The main surgical goals are the dural closure and the restoration of the orbital cavity. The orbital defect can be corrected with split bone graft, synthetic bone cement (polymethyl-methacrylate) or titanium mesh. The surgical outcomes of the titanium mesh technique have already proved to be reliable in preventing the progressive enlargement of the bone defect and the proptosis as well as in repairing an already established massive ocular globe dislocation at the long-term (6–19 years).
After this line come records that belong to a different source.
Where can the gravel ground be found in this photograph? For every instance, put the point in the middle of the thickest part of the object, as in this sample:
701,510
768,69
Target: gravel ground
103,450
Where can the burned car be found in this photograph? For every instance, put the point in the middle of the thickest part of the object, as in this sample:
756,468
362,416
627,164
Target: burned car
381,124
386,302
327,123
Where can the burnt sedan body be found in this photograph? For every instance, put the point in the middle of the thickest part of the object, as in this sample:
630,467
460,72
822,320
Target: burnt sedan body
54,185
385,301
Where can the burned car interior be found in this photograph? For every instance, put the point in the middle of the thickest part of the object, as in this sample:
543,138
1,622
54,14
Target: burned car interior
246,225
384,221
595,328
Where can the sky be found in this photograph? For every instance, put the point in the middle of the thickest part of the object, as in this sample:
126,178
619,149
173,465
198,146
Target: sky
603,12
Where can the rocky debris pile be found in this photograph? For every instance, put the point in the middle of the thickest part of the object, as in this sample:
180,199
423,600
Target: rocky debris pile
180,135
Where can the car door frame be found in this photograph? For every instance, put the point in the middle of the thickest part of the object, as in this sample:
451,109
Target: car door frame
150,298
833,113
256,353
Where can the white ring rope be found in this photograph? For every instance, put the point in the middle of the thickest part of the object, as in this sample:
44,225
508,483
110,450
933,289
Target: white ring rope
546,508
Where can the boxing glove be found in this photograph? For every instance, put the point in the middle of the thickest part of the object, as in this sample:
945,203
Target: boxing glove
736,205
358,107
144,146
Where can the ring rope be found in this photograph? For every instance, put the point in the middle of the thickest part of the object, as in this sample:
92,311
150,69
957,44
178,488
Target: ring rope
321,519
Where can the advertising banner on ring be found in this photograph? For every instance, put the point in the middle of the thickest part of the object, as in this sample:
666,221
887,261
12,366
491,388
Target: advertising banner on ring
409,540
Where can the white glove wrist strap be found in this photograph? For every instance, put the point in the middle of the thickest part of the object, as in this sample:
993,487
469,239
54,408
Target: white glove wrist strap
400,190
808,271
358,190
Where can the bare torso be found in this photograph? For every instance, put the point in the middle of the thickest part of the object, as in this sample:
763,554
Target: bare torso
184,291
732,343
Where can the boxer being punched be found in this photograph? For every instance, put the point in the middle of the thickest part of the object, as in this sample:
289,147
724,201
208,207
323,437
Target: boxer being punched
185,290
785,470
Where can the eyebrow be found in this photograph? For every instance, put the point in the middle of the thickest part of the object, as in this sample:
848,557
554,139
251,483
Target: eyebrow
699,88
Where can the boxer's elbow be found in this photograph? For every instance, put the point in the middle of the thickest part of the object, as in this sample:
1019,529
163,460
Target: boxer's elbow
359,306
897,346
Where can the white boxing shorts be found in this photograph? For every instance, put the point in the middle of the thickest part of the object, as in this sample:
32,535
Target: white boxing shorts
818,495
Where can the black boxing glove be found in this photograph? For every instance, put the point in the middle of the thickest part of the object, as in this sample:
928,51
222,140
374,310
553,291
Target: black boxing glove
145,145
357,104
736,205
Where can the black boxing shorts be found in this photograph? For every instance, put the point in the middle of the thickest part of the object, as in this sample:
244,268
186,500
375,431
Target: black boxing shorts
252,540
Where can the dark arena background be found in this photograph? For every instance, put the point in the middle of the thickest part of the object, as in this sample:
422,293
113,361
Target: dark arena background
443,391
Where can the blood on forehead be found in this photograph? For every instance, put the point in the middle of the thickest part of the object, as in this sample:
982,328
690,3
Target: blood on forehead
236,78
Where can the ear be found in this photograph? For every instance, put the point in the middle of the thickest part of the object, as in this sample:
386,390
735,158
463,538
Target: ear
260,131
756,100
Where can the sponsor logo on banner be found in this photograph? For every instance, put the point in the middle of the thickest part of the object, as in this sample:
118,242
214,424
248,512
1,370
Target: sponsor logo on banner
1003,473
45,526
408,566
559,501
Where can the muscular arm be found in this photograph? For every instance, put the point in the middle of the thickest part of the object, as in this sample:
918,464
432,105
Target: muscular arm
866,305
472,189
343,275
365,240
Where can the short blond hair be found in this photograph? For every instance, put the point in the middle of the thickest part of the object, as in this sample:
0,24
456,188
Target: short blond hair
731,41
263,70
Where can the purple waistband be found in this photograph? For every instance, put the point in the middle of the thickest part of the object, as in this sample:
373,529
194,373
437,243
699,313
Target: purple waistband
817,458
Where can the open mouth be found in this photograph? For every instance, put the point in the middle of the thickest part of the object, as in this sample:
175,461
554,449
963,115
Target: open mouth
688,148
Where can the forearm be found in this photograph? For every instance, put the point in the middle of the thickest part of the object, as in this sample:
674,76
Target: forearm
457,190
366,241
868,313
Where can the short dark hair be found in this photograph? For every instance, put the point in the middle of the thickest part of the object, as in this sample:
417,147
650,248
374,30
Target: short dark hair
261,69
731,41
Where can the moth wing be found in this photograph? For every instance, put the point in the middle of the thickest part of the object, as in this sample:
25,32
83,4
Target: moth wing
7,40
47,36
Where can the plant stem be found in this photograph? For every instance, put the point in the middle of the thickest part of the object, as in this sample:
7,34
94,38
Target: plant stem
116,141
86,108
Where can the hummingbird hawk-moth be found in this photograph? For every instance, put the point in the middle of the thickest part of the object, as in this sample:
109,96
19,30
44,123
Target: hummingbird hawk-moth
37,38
Considering all the reports included in [Table 1], the surgical correction of SWD seems to be majorly successful in orbital wall reconstruction, in reducing pulsatile exophthalmos and insignificant esthetic improvement with long-term recurrence-free outcomes, despite failing in patients with already established ocular movements dysfunctions or long-standing visual acuity reduction.
Despite the promising and positive outcomes already achieved, it remains interesting and useful to keep following these patients whether submitted to surgical intervention or maintained in conservative management.
Declaration of patient consent
The authors certify that they have obtained all appropriate patient consent forms. In the form the patient(s) has/have given his/her/their consent for his/her/their images and other clinical information to be reported in the journal. The patients understand that their names and initials will not be published and due efforts will be made to conceal their identity, but anonymity cannot be guaranteed.